Herstel van deze kennelijke vergissing brengt mee dat rechtsoverweging 2.4 van het arrest als volgt komt te luiden:
“2.4 De uitspraak van het Hof kan niet in stand blijven. Nu niet in geschil is dat aan de overige eisen voor een ingebrekestelling als bedoeld in artikel 4:17, lid 3, Awb is voldaan en evenmin dat de Inspecteur onder deze omstandigheden de maximale dwangsom van € 1.442 verschuldigd is geworden, kan de Hoge Raad de zaak afdoen.”
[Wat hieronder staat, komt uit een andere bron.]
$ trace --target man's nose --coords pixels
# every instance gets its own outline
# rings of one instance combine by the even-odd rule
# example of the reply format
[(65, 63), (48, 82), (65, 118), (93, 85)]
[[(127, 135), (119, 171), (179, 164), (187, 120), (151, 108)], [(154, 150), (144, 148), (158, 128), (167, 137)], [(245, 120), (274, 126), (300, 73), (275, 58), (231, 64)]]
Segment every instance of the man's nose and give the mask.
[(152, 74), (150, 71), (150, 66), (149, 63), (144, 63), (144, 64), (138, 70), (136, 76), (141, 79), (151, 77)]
Het dictum met betrekking tot de dwangsom en de daarop betrekking hebbende wettelijke rente wordt als volgt aangepast:
“- stelt het bedrag van de door de Inspecteur verbeurde dwangsom vast op € 1.442,
- bepaalt dat de Inspecteur wettelijke rente over de dwangsom van € 1.442 is verschuldigd vanaf 25 juli 2019 tot de dag van de algehele voldoening daarvan,”.

2.Beslissing

De Hoge Raad verbetert het arrest van 9 december 2022, nr. 22/02513, op de hiervoor in onderdeel 1.3 vermelde wijze.
Dit arrest is gewezen door de vice-president R.J. Koopman als voorzitter, en de raadsheren P.A.G.M. Cools en A.E.H. van der Voort Maarschalk, in tegenwoordigheid van de waarnemend griffier J.A.J. Lafleur, en in het openbaar uitgesproken op 17 februari 2023.